2. People may and should make a profession of their faith in their conversations in their families. This is one part of Christian profession, that every one that has a family, that he is master or she is mistress of, are obliged to make profession of their faith there. The Christian conduct of a family is a very honourable way of professing faith. I will behave myself avisely, says David, in a perfect way: O when wilt thou come unto me? I will walk within my house with a perfect heart, Psal. ci. 2. Several good words he speaks there of his purpose of owning of God, and declaring his respect to him, by his conduct in his family.
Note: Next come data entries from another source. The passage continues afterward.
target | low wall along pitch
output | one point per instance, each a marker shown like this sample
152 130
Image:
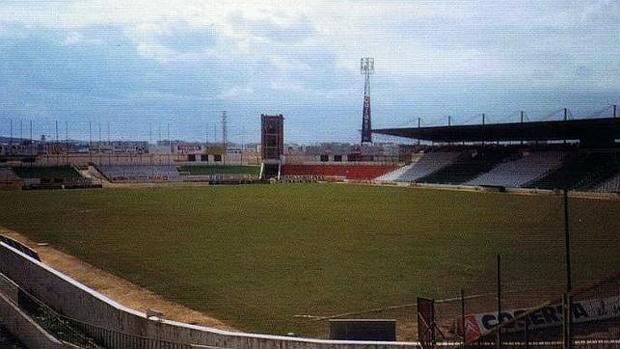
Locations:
76 301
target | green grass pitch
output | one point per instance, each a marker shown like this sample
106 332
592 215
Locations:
257 255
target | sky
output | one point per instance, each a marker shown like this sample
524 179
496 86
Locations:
144 67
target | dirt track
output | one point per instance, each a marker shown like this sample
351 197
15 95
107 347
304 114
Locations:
121 290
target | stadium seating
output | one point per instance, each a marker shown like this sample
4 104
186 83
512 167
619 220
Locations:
50 172
426 164
517 172
356 172
584 171
6 175
612 185
394 175
468 166
140 173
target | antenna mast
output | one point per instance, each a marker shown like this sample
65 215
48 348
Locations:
367 68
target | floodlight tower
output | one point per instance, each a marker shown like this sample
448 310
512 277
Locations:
367 67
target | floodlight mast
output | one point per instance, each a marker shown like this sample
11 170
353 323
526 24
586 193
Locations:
367 67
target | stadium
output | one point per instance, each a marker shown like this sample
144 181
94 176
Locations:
479 233
289 241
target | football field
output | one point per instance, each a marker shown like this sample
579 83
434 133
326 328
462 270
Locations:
258 256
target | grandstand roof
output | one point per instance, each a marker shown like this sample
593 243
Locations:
602 130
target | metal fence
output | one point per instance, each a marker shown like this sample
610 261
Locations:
85 335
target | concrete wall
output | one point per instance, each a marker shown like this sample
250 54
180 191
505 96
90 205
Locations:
20 324
75 300
83 159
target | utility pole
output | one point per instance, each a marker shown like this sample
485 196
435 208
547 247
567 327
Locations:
90 140
568 318
522 117
11 137
367 68
419 123
31 140
57 155
499 304
66 143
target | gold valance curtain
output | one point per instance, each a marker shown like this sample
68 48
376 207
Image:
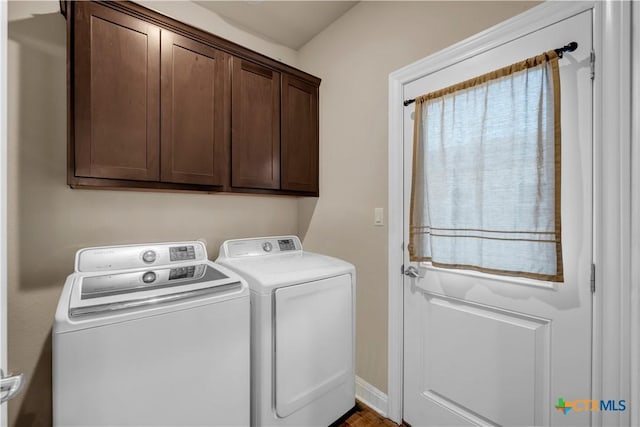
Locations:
486 173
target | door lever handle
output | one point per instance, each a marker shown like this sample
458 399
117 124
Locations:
10 386
411 271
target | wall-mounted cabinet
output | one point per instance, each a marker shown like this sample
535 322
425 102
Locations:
255 117
155 103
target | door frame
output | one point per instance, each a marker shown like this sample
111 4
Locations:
4 26
612 349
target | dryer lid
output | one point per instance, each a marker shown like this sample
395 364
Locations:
265 273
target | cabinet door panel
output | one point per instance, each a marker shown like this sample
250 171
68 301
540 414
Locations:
195 112
255 146
116 115
299 171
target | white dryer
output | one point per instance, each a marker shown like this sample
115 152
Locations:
302 331
151 335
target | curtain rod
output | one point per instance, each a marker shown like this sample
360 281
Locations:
560 51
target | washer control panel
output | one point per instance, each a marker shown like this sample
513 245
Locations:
260 246
109 258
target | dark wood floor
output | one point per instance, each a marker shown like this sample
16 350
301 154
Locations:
363 416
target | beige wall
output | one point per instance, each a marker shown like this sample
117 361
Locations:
48 222
354 57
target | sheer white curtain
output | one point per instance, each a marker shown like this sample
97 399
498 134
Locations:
486 173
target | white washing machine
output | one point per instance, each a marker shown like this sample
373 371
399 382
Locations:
302 331
151 335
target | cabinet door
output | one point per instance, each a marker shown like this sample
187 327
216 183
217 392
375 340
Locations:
116 94
255 141
299 169
195 112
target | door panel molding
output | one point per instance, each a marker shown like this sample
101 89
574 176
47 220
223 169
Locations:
612 245
527 364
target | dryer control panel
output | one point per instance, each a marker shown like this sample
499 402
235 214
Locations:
260 246
109 258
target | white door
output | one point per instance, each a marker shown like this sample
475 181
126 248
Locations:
493 350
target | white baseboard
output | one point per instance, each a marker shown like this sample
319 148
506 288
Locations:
371 396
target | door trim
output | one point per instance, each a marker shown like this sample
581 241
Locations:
3 195
635 215
612 193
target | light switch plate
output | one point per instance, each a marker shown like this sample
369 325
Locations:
378 216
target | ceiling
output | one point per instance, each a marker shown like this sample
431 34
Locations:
289 23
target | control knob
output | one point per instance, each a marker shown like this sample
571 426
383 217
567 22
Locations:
149 277
149 256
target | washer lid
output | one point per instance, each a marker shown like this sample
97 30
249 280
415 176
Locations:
265 273
92 294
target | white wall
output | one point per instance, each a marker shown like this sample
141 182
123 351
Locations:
354 57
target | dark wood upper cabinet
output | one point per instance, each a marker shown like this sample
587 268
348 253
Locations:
116 95
195 112
299 144
154 103
255 118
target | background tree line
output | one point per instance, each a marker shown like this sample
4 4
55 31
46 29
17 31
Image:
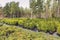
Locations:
38 9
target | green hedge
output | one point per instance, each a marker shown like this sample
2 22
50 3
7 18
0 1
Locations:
17 33
45 25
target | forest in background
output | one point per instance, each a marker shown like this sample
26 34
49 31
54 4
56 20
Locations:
38 9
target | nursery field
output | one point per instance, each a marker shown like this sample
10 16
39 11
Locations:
29 29
16 33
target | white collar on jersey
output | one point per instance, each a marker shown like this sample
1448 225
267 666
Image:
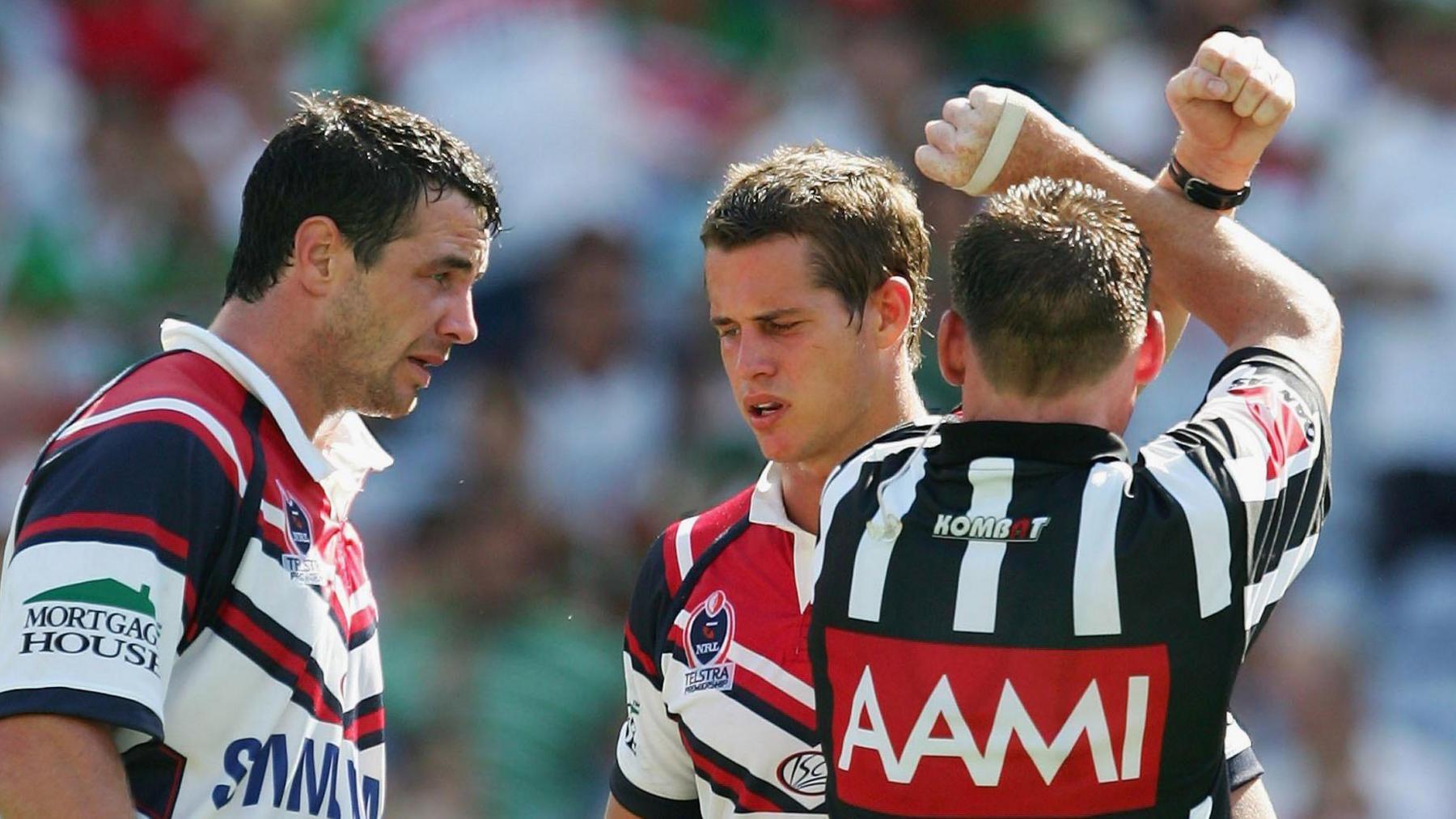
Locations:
349 451
766 506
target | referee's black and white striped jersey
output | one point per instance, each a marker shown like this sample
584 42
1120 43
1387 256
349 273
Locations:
1014 620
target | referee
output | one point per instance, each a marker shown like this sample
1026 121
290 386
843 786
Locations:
1014 615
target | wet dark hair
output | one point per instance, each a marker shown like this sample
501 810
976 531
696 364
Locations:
362 163
1052 280
858 212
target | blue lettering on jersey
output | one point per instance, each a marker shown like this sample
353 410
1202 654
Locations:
315 787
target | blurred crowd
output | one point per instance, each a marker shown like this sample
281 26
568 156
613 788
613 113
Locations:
593 410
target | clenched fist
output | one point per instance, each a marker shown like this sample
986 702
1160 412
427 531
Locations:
1230 102
989 140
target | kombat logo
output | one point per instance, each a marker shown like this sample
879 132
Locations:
989 528
322 782
102 618
709 636
804 773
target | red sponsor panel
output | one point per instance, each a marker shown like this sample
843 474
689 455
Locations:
925 729
1283 422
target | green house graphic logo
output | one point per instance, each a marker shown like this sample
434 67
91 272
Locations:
105 592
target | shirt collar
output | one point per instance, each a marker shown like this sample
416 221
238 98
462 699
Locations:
1055 443
349 448
766 507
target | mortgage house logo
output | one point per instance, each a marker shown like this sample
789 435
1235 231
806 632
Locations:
102 618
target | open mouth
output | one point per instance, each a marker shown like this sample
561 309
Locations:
764 409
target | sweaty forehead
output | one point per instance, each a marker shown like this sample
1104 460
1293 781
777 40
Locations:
775 271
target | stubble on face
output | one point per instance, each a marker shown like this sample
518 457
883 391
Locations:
349 353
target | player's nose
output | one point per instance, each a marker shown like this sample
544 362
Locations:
459 321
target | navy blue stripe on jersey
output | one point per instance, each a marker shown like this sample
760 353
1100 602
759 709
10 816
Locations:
1244 768
188 494
693 575
320 592
650 804
362 636
650 606
107 528
367 722
154 775
702 753
87 704
280 655
739 694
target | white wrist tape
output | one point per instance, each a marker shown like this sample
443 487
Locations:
997 152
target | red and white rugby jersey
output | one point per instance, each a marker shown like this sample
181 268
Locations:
720 700
720 694
249 694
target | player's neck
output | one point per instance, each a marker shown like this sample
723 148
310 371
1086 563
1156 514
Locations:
264 337
1091 407
804 482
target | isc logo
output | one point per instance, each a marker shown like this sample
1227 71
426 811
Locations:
1030 732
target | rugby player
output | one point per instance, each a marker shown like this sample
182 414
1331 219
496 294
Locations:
187 627
1012 617
815 273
3. People make a profession of their faith by joining to and embodying themselves with the church of Christ. If there were no more but twenty believers in a city, I am persuaded that within a little time these twenty believers would quickly scrape up acquaintance one with another, and would unite themselves in the profession of their faith. Shall we receive faith, this great gift, and the honour of so near a rela

11 tion to God and Christ Jesus as faith brings us to, and shall we not own it? It is remarkable the apostle takes notice of this, 2 Cor. ix. 13. They glorify God, says he, for your professed subjection unto the gospel of Christ. The word in the Greek is more emphatical; it is for the subjection or stooping of your profession to the gospel of Christ, and your acknowledgment of it. Pray what great subjection is there here? Is it so low a stooping for a man to make profession of his faith, that it must be called a stooping? Is it any wonder that the apostle called it stooping to be subject to the gospel, when he says, Rom. x. 3. that the proud self-justiciary will not submit to the righteousness of God? And it is the same word with subjection in the other place.
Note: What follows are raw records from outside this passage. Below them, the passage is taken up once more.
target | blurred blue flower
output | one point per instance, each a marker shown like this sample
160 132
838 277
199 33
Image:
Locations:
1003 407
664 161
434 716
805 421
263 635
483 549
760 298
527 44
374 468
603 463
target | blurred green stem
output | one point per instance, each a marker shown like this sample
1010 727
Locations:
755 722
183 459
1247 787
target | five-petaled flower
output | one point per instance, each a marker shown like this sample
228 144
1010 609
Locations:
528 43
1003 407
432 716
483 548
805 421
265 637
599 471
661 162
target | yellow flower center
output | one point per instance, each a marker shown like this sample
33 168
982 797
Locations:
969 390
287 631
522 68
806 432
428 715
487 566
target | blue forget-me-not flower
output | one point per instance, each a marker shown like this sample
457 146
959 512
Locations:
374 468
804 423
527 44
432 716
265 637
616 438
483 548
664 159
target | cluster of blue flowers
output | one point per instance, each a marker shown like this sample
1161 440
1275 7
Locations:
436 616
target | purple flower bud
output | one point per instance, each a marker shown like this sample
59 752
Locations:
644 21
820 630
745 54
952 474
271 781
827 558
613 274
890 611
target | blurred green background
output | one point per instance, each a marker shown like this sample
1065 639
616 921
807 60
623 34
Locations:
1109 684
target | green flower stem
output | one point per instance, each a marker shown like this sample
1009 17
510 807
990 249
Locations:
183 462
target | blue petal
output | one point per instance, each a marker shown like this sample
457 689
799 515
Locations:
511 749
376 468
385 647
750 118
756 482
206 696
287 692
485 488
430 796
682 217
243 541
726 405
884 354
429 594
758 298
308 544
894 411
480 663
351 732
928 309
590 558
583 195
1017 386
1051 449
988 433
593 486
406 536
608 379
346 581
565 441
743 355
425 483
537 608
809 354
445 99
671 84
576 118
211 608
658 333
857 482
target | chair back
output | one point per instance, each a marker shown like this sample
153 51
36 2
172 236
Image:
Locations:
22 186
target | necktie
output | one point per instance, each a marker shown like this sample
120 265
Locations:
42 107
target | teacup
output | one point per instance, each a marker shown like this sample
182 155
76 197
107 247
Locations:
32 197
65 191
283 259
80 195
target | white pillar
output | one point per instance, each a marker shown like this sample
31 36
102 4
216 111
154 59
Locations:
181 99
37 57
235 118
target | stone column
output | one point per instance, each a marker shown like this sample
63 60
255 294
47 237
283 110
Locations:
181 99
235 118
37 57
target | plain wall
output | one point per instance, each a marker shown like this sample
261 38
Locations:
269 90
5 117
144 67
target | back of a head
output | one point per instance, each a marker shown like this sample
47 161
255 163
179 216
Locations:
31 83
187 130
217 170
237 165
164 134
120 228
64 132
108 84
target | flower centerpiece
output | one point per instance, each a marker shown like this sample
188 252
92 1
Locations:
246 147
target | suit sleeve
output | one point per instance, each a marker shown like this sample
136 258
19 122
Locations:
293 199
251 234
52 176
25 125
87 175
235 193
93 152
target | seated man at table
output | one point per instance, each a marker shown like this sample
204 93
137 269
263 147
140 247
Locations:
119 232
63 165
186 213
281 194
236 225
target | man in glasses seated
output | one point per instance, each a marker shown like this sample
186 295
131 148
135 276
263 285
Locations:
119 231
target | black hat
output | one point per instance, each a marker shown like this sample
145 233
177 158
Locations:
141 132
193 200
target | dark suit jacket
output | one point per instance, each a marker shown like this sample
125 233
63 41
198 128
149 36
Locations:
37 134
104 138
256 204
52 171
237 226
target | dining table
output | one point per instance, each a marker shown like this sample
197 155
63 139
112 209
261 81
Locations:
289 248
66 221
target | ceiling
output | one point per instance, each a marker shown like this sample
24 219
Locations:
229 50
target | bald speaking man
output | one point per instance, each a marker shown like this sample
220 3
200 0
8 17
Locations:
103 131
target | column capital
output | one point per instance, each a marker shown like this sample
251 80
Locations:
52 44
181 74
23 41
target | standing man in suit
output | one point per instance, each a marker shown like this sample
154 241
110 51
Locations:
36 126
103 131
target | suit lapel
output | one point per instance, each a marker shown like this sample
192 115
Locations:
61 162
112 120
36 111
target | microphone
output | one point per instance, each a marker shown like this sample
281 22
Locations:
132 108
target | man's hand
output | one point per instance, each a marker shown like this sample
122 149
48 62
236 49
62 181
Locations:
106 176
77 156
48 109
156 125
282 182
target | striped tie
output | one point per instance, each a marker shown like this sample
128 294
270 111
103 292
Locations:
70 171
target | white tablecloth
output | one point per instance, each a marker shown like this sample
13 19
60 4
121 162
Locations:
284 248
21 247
4. People make a profession of their faith by an holy conversation. A walk as it becometh the gospel, is a profession of our faith, an outward confession of it. All manner of godly conversation, and the adorning of the gospel of God our Saviour in all things, is what is required even of servants, Titus ii. 10. But, say you, what will the gospel be adorned, is there an ornament added as it were to the gospel, by the faithfulness and obedience of a poor mean servant? Yes, says the Spirit of God, you are to adorn the doctrine of God. our Saviour in all things. We find it instructed in several very like things. There is the giving of charity to the relief of the saints: That is, says the apostle, by the experiment of this ministration, they glorify God for your professed subjection unto the gospel of Christ: and you prove your subjection by your liberal distribution to your poor brethren. Nay, to bring the matter yet lower, and I cannot bring it much lower, and that is even in womens apparel: says the apostle, 1 Tim. ii. 9. Likewise let women adorn themselves, not with broidered hair, or gold, or pearls, or costly array, but (which becometh women professing godliness) with good works. Let the ornament of a Christian that seeks to adorn the gospel be good works, rather than the vanities of this world, that are utterly unbecoming the gospel; that the gospel never taught, and that it frequently rebukes; for these vanities always bring reproach upon it, and upon mens profession too.

5. The last profession of our faith is the last thing we can.